In general, industries that are difficult for new competitors to enter may enjoy periods of good profitability and limited rivalry among competitors. Conversely, industries that are easy to enter attract new companies into the industry during periods of profitability. So, rivalry among competitors can be intense. On the other end, industries that are difficult to exit have more rivalry than industries that are easy to leave.
Some of the common barriers to entry and exit are listed below.
Typical Barriers to Entry
- Economies of size - The need for a large volume of production and sales to reach the cost level per unit of production for profitability is a barrier to entry.
- Capital intensive - A large capital investment per unit of output in facilities tends to limit industry entry.
- Intellectual property - Patents and other types of proprietary intellectual property are very effective in limiting industry entry.
- High switching costs - The tendency for buyers of an industry’s products to be reticent about switching to a new supplier tends to limit entry.
- Established brand identity - Industries dominated by branded products are difficult to enter due to the large amount of time and money required to create a competing branded product.
- Permitting requirements - Industries where permitting and licenses are required to establish production tend to have limited entry.
- Government standards - Industries where rigid industry standards exist tend to have limited entry.
Typical Barriers to Exit
- Investment in specialist equipment - Investments in specialized equipment that cannot readily be used in other industries tends to be an impediment to leaving the industry.
- Specialized skills - Highly specialized skills by industry participants that cannot be utilized in other industries tend to be an impediment to leaving the industry.
- High fixed costs - High levels of dedicated fixed costs tend to be an impediment to leaving an industry
If we combine entry and exit, we can predict industry rivalry, stability and profitability. As shown in Figure 1, an industry that is easy to enter but difficult to leave has intense industry rivalry and low profitability.

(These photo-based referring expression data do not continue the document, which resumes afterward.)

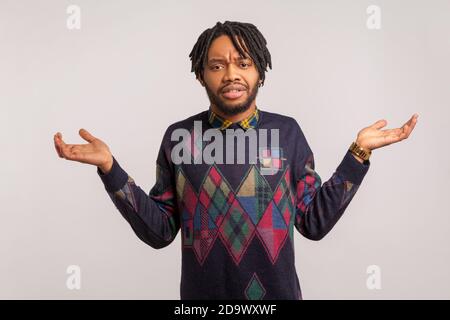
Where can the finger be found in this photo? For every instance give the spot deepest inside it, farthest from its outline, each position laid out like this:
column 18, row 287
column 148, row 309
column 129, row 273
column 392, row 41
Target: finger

At the first sign of excess profitability in the industry, competitors flock to the industry. However, when profitability falls, it is difficult to leave the industry so profitability remains low.
Conversely, an industry that is difficult to enter but easy to leave is shown in Figure 2. It has limited industry rivalry and tends to have good profitability. Competitors have a difficult time entering the industry during times of good profitability. However, during period of low profitability, competitors leave the industry easily.
Industries that are easy to enter and easy to exit are shown in Figure 3. The size and composition of the industry is fluid and changes easily. Supply responds quickly to changes in demand and prices tend to stabilize. Rivalry is moderate due to the easy flow of businesses into and out of the industry.
Industries that are difficult to enter and difficult to exit are shown in Figure 4. The size and composition of the industry is static and changes slowly. Supply changes slowly due to market signals so price responds strongly to changes in demand. The amount of rivalry can change radically due to changes in demand.